A guy called Shaaz Mahboob, one of the founder members of the so-called British Muslims for Secular Democracy (along with Yasmin Alibhai-Brown and Taj Hargey), has written a guest post on Pickled Politics accusing British Muslims of lacking compassion for British troops by failing to publically mourn or otherwise acknowledge the deaths of British soldiers in the war in Afghanistan. He is probably correct in that few Muslims turn out on the so-called Heroes’ Highway to greet the convoys of military vehicles bringing dead soldiers home and wounded ones to hospital in Oxfordshire. However, there are a few perfectly good reasons why that is so.

First off, Wootton Bassett is a small village in Wiltshire, which is the setting for some of these parades simply because it is on the road from RAF Lyneham to the nearest junction on the M4 motorway. There is no by-pass. You can see this on a map here. How many Muslims do you normally find in small towns in England? Not that many. The convoys don’t go through Swindon, where there are plenty of us, but then, they would probably do the same as in Luton (i.e. stay away) if they did. Bassett, as it’s colloquially known, is described in today’s Guardian as “a patriotic sort of place anyway” because there are “lots of ex-military people around here because so many bases are close by”. So a fair number who turned out might have been ex-military personnel or their families and friends anyway (this might also have been the case in Luton).

He accuses those who took action against al-Muhajiroun in Luton of having done so only “fearing a backlash from the rest of the British public, not for their love and respect for the British soldiers”. Actually, they did so after a mosque and Islamic school, attended by Muslims who had nothing to do with the small gang of al-Muhajiroun troublemakers who staged the much-publicised demo in Luton, was damaged in an arson attack. The ‘backlash’ came not from “the rest of the British public” but from organised gangs of football hooligans. Perhaps it’s true that Muslims have tolerated them for years, but if they had not done, the Muhajiroun would have been protected by the police as they had been at the anti-army demo, and the Muslims involved would have been arrested. It was also the first time the Muhajiroun had explicitly targeted the army; normally, they confine themselves to shouting slogans in the streets and making inflammatory statements to the very eager press. The anger had been simmering against them for some time.

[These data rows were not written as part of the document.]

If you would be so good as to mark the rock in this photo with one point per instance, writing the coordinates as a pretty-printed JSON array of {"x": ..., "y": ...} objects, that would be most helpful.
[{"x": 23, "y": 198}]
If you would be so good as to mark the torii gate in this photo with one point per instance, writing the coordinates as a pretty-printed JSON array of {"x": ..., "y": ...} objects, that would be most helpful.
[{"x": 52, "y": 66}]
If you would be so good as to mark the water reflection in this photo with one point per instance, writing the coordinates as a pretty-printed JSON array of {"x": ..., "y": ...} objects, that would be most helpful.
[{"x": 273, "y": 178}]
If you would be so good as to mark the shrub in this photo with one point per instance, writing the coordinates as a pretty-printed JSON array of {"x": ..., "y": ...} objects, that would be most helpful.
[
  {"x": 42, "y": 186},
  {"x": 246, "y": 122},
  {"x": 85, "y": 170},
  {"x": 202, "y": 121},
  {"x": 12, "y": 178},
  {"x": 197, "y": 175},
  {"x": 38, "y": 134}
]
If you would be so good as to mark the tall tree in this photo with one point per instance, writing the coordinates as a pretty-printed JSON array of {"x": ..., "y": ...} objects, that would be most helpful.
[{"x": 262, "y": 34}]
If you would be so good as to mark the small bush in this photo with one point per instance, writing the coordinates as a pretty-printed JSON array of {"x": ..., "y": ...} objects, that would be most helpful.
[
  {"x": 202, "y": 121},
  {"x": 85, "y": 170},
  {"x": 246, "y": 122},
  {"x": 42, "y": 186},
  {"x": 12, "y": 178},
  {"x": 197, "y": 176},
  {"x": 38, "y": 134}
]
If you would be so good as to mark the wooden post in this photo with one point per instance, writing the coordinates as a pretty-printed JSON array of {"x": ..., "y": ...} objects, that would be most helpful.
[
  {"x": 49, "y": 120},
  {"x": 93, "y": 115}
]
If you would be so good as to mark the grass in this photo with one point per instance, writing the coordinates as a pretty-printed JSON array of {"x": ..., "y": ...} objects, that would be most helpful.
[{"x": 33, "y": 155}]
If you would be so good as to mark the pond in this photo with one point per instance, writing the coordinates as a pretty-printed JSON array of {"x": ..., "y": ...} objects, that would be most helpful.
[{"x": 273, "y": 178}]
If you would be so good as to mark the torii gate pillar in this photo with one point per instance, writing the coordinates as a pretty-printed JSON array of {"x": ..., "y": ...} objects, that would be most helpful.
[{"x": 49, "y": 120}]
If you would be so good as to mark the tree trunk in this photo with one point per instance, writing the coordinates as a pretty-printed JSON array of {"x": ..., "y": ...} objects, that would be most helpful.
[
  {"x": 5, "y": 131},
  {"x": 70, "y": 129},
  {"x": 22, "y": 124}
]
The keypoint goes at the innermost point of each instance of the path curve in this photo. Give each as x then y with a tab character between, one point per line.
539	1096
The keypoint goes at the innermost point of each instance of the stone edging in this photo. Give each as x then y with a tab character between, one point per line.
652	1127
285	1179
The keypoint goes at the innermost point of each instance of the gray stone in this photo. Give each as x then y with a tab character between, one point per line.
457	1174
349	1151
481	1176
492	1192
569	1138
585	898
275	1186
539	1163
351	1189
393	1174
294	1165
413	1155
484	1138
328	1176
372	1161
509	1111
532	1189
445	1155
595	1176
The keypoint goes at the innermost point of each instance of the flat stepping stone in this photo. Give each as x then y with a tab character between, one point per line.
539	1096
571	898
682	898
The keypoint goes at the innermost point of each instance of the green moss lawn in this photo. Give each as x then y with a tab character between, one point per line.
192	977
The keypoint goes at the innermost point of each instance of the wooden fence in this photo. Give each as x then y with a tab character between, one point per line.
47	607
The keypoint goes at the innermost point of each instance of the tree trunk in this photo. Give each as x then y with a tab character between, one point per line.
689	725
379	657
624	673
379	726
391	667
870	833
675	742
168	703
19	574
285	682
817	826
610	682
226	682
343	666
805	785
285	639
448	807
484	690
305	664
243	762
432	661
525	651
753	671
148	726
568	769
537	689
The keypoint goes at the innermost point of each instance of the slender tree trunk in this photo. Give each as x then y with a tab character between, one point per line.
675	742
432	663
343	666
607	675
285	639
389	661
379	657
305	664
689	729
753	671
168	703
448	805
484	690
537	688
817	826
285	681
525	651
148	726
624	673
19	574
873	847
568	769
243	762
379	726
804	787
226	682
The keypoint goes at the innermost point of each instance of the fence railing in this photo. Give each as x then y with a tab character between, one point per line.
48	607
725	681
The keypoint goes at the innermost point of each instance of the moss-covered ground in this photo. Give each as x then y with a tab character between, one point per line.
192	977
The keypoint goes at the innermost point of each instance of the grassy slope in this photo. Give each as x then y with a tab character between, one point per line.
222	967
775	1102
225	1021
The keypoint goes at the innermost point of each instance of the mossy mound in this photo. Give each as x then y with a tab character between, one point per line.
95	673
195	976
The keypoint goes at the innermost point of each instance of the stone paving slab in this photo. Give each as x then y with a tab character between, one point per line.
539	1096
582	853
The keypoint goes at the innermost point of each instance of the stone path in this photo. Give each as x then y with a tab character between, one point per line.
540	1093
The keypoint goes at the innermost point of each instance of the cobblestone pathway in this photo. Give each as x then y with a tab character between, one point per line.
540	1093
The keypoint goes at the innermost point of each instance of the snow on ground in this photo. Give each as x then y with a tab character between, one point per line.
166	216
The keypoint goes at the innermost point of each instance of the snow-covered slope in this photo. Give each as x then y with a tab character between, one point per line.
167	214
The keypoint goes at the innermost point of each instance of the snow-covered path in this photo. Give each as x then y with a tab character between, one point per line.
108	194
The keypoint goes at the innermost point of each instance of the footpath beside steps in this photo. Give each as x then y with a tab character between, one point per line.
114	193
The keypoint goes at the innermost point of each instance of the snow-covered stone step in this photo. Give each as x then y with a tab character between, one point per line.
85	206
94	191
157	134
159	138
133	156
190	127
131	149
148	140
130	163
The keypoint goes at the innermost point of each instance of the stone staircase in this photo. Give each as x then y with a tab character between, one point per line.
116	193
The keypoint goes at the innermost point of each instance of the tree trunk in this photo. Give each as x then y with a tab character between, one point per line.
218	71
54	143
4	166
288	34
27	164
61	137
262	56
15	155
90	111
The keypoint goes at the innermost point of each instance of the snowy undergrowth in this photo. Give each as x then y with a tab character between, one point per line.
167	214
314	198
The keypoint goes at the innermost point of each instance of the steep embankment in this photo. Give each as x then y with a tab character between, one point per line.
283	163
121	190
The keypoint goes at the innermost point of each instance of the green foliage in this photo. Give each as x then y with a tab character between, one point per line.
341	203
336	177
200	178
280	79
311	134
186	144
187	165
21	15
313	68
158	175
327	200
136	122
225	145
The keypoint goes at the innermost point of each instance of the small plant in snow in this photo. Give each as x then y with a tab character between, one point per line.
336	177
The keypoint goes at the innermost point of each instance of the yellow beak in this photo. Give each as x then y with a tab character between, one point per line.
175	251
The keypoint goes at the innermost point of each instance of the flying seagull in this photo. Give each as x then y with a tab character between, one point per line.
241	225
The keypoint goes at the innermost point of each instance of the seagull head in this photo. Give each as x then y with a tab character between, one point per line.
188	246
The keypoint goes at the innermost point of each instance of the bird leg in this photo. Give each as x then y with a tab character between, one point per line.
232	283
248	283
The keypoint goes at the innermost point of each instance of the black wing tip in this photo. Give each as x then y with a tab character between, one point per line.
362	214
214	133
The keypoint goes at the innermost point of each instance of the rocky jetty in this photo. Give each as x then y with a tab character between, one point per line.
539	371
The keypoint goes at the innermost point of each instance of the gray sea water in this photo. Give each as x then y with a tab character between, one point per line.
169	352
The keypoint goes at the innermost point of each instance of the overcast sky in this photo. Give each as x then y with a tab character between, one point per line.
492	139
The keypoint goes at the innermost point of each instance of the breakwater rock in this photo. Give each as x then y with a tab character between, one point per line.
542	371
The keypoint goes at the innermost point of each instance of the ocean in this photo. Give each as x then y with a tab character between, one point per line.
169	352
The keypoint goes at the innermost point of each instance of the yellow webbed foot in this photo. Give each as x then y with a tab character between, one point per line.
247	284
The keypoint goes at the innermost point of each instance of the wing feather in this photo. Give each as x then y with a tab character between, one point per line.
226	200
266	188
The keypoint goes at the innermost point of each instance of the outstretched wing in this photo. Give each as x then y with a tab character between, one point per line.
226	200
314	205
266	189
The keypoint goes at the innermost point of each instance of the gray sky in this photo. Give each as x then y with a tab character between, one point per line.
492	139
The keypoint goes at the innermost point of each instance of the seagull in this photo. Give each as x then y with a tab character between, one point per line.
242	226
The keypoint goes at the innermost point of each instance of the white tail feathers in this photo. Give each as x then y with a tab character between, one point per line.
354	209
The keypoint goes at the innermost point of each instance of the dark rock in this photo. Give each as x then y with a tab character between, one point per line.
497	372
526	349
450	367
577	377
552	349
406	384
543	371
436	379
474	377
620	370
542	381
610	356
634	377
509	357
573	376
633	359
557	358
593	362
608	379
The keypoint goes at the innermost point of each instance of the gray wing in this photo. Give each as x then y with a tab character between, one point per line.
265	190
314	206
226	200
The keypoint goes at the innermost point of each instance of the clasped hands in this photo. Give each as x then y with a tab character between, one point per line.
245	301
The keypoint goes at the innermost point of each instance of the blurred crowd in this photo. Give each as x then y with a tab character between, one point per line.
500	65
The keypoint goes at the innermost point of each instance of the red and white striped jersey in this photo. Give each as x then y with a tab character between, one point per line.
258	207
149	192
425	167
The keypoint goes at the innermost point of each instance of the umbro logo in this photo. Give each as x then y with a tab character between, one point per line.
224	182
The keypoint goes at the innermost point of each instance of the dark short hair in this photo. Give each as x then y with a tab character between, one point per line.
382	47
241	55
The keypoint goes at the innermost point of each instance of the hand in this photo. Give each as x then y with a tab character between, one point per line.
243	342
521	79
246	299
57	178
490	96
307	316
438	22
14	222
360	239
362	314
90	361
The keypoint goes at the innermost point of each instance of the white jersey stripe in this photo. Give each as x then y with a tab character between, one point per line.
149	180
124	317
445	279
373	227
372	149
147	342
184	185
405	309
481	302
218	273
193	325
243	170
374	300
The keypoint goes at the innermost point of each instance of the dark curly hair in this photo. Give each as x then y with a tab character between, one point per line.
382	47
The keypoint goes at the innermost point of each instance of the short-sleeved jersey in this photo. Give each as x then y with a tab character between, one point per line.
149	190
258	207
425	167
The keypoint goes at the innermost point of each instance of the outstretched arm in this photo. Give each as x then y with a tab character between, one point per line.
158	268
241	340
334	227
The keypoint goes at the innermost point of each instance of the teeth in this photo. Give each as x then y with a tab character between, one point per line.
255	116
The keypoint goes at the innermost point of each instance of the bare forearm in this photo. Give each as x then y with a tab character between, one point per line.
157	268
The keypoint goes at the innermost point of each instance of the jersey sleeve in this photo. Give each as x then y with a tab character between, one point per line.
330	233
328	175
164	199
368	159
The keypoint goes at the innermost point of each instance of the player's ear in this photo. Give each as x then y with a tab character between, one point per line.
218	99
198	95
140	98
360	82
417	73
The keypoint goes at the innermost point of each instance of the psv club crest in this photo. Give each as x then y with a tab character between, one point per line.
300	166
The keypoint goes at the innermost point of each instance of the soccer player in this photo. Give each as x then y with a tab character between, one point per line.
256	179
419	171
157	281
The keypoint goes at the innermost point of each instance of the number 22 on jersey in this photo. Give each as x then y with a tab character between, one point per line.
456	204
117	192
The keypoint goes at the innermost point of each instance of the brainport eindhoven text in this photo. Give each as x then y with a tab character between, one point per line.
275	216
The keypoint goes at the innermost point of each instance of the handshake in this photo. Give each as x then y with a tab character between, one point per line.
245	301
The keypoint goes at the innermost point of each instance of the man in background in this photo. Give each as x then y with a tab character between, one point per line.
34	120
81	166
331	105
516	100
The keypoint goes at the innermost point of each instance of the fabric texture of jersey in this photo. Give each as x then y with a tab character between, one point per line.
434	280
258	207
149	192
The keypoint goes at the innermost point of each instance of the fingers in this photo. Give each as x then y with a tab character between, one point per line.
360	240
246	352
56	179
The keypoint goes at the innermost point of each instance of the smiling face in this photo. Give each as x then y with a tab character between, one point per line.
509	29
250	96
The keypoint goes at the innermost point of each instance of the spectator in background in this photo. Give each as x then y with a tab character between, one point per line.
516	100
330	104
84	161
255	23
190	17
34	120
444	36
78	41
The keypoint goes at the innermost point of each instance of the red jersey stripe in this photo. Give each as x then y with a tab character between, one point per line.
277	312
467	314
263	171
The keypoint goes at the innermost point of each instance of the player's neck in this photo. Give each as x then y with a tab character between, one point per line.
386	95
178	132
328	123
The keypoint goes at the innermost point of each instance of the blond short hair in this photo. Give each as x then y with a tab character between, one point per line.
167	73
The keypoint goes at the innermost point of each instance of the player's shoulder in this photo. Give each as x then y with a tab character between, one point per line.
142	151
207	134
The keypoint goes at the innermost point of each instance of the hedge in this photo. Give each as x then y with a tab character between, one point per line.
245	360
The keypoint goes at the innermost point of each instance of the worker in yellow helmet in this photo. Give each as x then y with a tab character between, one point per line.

I will also freely admit that Muslims are generally alienated from the British armed forces, and had been long before the post-9/11 wars. As a convert from a lower-middle-class background, joining the army would never have crossed my mind and nobody in my family has done since the end of the Second World War; surely Muslims are not alone in not turning out for “the boys”. Most Muslims are non-white, and the forces have a reputation for being a white institution with a substantial racist element. The wars they have been fighting are generally seen as wars against Islam, wars to control resources, wars to please the US government and wars which the Muslims have no reason to support. However, it’s also not true that Muslims don’t support the troops. Muslims pay taxes, and guess where the money for these wars come from? We don’t need to prove anything by turning out to greet the troops as they happen to pass through a small Wiltshire town.